Première version inédite du manuscrit autographe de 17 pages, rédigé en 1935.
Manuscrit à l'écriture très dense, complet à l'exclusion des 13 dernières lignes du texte imprimé, comportant de nombreuses ratures, corrections et ajouts.
On joint le tapuscrit complet comportant quelques variantes par rapport au manuscrit et un exemplaire de l'édition originale définitive publiée en 1947 et parue en 1950.
En 1935, Blanchot travaille déjà depuis trois ans sur Thomas l'Obscur (qu'il n'achèvera qu'en 1940) lorsqu'il interrompt son écriture « qui n'en finissait pas » pour rédiger Le Dernier Mot, un court récit qu'il décrit comme « une tentative de court-circuiter l'autre livre en cours afin de surmonter l'interminable et d'arriver par une narration plus linéaire, pourtant péniblement complexe, à une décision silencieuse... »
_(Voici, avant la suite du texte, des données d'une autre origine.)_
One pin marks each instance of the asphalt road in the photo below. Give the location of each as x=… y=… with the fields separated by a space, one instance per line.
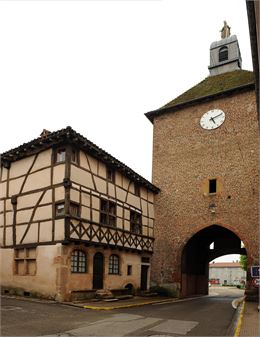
x=205 y=316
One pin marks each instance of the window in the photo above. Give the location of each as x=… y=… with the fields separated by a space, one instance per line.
x=108 y=213
x=113 y=265
x=74 y=210
x=129 y=270
x=78 y=263
x=60 y=155
x=110 y=175
x=212 y=186
x=135 y=222
x=223 y=54
x=74 y=156
x=60 y=209
x=137 y=190
x=25 y=261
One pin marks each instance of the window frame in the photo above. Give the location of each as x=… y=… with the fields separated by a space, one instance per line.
x=74 y=156
x=74 y=204
x=57 y=204
x=110 y=174
x=137 y=190
x=63 y=156
x=135 y=222
x=129 y=270
x=76 y=262
x=106 y=213
x=114 y=265
x=223 y=54
x=212 y=183
x=26 y=258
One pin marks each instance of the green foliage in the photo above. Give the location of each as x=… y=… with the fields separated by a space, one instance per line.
x=243 y=262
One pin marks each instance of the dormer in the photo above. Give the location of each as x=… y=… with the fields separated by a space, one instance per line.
x=225 y=54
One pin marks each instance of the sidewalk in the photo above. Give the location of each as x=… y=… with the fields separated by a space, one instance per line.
x=248 y=322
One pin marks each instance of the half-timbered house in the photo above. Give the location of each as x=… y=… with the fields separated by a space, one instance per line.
x=73 y=219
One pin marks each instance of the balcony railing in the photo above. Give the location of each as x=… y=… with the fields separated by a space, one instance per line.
x=112 y=236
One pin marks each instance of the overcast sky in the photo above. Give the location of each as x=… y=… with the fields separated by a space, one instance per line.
x=98 y=66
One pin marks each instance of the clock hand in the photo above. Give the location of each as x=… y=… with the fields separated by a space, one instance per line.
x=217 y=116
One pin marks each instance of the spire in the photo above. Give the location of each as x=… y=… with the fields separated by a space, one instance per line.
x=225 y=31
x=225 y=53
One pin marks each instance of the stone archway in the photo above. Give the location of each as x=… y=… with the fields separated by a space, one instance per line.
x=197 y=254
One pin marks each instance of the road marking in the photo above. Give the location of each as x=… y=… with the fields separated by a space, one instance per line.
x=117 y=325
x=124 y=324
x=238 y=328
x=10 y=307
x=175 y=326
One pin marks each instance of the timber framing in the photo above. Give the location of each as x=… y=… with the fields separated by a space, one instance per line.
x=69 y=136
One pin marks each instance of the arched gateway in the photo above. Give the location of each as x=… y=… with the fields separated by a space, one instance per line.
x=206 y=164
x=206 y=245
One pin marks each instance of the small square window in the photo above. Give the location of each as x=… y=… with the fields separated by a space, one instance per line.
x=59 y=209
x=135 y=222
x=129 y=270
x=60 y=156
x=74 y=210
x=107 y=213
x=212 y=186
x=137 y=190
x=74 y=156
x=110 y=175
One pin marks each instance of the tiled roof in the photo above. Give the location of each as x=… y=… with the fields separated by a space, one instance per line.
x=210 y=88
x=68 y=135
x=225 y=265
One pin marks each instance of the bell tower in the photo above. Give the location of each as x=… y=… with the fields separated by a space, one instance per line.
x=205 y=162
x=225 y=54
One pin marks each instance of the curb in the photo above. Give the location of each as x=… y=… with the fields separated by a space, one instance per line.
x=236 y=303
x=239 y=323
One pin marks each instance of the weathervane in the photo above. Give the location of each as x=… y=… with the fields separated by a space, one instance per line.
x=225 y=31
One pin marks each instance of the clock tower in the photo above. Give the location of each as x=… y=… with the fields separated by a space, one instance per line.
x=205 y=162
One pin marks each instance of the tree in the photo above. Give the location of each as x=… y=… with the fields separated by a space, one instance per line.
x=243 y=262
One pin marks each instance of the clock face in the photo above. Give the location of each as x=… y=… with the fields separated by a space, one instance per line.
x=212 y=119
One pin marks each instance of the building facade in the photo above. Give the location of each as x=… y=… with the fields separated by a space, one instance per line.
x=73 y=219
x=206 y=163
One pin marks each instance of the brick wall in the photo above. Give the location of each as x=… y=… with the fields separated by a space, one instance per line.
x=185 y=157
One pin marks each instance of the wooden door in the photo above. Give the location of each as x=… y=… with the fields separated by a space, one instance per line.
x=98 y=271
x=144 y=277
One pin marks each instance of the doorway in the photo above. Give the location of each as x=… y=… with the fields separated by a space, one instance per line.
x=199 y=251
x=144 y=277
x=98 y=271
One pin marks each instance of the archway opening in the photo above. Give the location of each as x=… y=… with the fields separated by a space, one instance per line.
x=204 y=247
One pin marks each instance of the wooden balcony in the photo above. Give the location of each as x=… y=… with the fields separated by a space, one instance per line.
x=115 y=237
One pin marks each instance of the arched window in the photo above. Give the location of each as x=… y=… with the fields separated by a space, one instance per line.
x=113 y=264
x=78 y=263
x=223 y=54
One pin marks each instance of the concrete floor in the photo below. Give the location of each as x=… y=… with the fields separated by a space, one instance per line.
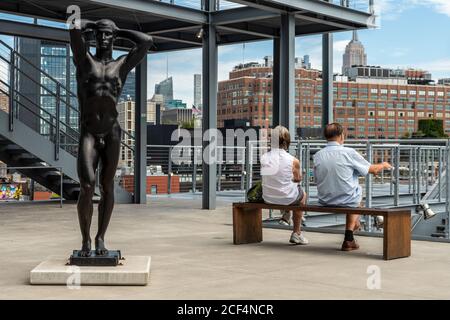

En 1983, Blanchot, revenant sur les motivations de ce « texte innocent où retentissaient les présages meurtriers des temps futurs », ne peut dire « comment il s'est écrit et à quelle exigence inconnue il a dû répondre ».
« Ce n'était pas un texte destiné à la publication » rappelle-t-il dans la postface d'Après coup. Le Dernier Mot ne sera en effet publié que douze ans plus tard à 550 exemplaires dans la collection L'Age d'or (celle-ci ayant fait faillite au même moment, l'ouvrage ne sera mis en vente qu'en 1950).
Ainsi, le premier récit se veut tout à la fois le dernier mot et le refus de son dévoilement.
« Assurément commencer d'écrire pour parvenir aussitôt au terme (...), cela signifie au moins l'espérance de ne pas faire carrière et de trouver le plus court chemin pour en finir dès le début ». Dans cette « apocalypse » Blanchot entraîne son propre roman en cours d'écriture : Thomas, le héros, est ainsi convoqué ironiquement dans la nouvelle sans pouvoir autrement exprimer « ce qui lui est arrivé [qu'] en disant : rien n'est arrivé ».
Mais si, en commençant par le dernier mot, Blanchot signe la fin de l'écriture, c'est une fin qui reste inédite. Et, lorsque l'ouvrage sera enfin publié, ce sera à la suite d'une œuvre déjà conséquente : Thomas l'Obscur, Aminadab, Faux pas, Le Très-Haut, L'Arrêt de mort et La Part du feu.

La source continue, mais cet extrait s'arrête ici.